Bettis carries the world on her slumped shoulders, presenting Mandy as a woman who has been knocked down so many times she knows nothing but having to get back up. Yet with a sly smile and the occasional tremble in her eye, she brings out a fire that refuses to be squelched. Farnworth is her willing fool, mugging and prat-falling with the manic radiance of Lucille Ball. To this, Gamby-Turner brings a powerful maternal vibe with a wry delivery that never fails to slay, while Arquette adds a dash of menace and dark allure.

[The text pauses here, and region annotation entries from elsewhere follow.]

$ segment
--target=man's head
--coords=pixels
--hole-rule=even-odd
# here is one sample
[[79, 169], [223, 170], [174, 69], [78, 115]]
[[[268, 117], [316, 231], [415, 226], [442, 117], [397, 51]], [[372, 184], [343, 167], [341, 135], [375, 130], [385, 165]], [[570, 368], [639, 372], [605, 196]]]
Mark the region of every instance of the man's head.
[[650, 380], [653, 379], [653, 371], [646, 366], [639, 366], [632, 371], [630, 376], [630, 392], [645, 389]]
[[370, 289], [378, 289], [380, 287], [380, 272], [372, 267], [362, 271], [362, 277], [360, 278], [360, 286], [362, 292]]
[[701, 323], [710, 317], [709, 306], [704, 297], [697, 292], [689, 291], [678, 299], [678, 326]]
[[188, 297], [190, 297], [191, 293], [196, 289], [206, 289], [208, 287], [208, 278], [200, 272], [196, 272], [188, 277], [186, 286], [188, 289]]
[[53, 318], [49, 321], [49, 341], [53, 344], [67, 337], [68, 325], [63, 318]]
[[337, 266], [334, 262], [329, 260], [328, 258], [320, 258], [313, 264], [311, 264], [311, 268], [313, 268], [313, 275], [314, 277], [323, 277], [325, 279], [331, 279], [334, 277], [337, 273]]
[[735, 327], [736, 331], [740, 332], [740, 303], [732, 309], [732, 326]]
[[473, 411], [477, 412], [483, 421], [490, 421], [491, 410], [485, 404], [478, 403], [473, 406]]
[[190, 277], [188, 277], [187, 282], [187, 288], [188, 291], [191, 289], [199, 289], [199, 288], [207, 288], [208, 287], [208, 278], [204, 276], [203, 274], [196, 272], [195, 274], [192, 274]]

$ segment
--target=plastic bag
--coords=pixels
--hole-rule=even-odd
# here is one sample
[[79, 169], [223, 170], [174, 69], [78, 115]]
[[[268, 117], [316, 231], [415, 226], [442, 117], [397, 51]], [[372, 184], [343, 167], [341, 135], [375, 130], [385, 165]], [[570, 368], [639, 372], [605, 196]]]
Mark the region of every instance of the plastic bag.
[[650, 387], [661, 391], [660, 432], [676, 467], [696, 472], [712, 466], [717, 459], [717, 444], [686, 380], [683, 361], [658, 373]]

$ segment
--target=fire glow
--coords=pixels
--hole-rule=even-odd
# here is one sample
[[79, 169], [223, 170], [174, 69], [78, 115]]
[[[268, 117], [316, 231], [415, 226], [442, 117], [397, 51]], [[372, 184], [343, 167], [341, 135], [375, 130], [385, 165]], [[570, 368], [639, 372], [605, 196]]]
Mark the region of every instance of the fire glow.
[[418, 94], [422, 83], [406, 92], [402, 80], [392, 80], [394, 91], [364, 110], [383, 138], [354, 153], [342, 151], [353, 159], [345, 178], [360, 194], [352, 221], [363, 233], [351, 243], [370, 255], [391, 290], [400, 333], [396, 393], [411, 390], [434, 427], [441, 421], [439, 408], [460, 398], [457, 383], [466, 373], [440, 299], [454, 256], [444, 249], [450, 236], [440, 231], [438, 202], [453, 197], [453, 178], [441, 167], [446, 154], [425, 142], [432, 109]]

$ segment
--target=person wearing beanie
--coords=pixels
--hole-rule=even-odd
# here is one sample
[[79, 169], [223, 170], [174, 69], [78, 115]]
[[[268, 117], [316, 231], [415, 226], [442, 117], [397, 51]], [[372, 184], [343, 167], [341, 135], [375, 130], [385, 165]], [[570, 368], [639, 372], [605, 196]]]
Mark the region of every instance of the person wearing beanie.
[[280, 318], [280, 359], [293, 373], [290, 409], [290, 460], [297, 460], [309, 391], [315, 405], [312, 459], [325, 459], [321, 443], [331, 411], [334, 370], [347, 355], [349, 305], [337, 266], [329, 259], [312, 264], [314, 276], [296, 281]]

All of this blends to make a movie that is deliciously deranged, unpredictable, and fun. The swerves in tone, dashes of genre, and wilful lunacy of it all throws audiences into the thrilling yet dizzying sensation of staying up, way, way too late. The real world turns slippery and surreal, and you wonder when it’s going to let up. In this way, Grant puts us in the shoes of her harried heroine, while delivering a midnight movie that pulls no punches.
Now on Hulu, 12 Hour Shift was originally reviewed when it opened in theaters and on-demand October 2.